Nausea and corruption in Siam-land

He’s stripped of his rank, so we shall call Thitisant Uttanapol by his other nickname, Joe Ferrari.

Joe Ferrari phoned into the police press conference last night and it became a heartfelt episode of:

“Thank you, boss, for this personal platform to make excuses to the public.”

He admitted what he did was wrong, but his intention was noble:

“I want to get the information to destroy the drugs that are destroying the people of Nakorn Sawan.”

“I did it for the Thai people, so children don’t grow up to become junkies.”

“Did it” took six layers of black plastic bags, choking, punching, and kneeing, and a lie in the coroner report that said the suspect died of methamphetamine.

Still, Joe Ferrari continued the hero card, saying he’s the only one to blame, not his subordinates.

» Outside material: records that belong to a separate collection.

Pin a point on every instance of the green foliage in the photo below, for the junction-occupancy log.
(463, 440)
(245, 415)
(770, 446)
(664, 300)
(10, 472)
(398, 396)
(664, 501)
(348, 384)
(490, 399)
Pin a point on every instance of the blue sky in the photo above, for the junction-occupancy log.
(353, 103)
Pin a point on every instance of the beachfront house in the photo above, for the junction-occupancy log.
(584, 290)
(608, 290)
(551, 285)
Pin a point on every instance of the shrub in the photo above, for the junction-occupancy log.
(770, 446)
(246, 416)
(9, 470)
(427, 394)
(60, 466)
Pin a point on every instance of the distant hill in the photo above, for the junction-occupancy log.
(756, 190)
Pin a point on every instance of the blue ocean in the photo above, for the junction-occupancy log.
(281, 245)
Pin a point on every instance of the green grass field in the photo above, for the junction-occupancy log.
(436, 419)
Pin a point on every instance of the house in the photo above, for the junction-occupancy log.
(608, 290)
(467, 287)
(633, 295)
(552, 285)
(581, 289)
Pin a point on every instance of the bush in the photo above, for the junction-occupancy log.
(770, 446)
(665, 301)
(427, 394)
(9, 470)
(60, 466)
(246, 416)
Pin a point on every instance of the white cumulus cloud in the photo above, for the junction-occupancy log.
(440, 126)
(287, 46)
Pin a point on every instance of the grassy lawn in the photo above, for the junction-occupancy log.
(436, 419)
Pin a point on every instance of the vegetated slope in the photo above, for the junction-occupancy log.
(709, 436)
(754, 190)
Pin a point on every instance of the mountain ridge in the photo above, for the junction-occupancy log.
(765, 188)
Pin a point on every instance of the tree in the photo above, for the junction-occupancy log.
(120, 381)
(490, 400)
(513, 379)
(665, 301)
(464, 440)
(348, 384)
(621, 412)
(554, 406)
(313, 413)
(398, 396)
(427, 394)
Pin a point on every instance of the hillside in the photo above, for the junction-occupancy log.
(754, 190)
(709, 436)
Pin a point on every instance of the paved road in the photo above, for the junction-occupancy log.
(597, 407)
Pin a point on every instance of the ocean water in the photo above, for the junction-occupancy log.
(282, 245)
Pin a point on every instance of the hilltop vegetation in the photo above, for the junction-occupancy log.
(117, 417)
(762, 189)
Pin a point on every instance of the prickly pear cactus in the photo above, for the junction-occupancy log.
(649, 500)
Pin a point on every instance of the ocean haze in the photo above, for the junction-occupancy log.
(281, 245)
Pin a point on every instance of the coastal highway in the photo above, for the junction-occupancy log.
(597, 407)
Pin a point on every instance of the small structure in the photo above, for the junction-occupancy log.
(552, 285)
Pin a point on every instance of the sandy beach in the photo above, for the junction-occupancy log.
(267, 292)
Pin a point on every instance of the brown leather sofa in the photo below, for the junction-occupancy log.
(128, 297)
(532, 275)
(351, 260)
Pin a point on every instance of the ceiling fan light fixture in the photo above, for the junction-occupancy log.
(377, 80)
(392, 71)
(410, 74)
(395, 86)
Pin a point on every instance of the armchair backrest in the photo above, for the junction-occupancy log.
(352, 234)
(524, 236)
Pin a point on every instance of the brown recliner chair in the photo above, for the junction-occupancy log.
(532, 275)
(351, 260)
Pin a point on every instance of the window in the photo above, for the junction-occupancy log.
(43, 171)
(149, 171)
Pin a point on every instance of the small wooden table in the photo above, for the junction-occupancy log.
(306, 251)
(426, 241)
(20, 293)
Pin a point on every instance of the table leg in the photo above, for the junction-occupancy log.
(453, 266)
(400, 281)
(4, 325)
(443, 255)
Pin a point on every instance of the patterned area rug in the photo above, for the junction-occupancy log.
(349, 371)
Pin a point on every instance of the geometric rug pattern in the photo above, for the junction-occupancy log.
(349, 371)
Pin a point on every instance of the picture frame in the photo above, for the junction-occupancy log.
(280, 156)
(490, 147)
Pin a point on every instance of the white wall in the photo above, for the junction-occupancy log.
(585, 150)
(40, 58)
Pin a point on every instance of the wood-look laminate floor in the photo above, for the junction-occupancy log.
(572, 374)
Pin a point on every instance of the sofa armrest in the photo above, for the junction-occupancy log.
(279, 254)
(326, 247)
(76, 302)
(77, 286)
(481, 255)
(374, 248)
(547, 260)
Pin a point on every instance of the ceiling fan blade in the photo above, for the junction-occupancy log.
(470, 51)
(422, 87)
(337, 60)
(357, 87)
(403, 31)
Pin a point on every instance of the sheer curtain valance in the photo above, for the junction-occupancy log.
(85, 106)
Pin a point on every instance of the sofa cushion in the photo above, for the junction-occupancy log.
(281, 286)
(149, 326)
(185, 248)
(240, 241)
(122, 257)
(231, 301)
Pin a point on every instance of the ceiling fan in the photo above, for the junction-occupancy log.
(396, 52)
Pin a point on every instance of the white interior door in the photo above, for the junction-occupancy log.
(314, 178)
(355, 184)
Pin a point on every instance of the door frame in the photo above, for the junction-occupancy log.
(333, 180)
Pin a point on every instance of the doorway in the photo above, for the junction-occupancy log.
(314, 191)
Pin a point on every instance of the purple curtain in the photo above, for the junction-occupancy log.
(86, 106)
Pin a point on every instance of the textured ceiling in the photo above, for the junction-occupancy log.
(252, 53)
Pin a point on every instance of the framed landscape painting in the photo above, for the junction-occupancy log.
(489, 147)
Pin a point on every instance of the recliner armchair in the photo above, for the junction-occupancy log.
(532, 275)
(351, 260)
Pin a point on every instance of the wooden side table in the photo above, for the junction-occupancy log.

Translation: Don’t turn state witness against me.

After all, he already thought he had destroyed evidence. After the incident on 6 August, he ordered the CCTV footage deleted. Except, he forgot one. Put that together with the reason why he ran away, and this was his reply:

“I just panicked. I’m young and inexperienced.”

How did someone young and inexperienced become police chief? It’s the patronage system, and Joe Ferrari is an excellent earner for the bosses (just like in the mafia).

According to the Bangkok Post, during 2011-2017, Joe Ferrari confiscated 368 smuggled fancy cars.

The Custom Departments auctioned 363 cars for about one billion baht.

Here’s how systematic corruption works:

Regulations give 30% of the value to informers and 25% to arresting officers. So, theoretically, that’s a cool 250 million for Joe Ferrari. But, here’s another stinker: Some media say it was Joe Ferrari who smuggled in the cars.

It’s a system for public servants to make money. Obviously, Joe Ferrari isn’t a one-man show. There’s a patronage network of mafioso in uniform. Everyone gets a little taste (just like in the mafia.)

Of course, an excellent earner such as Joe Ferrari would be promoted to underboss, as in a police chief in Nakorn Sawan. Of course, he would continue to earn.

However, Joe Ferrari told the media, “Since I became a public servant, I have never corrupted.”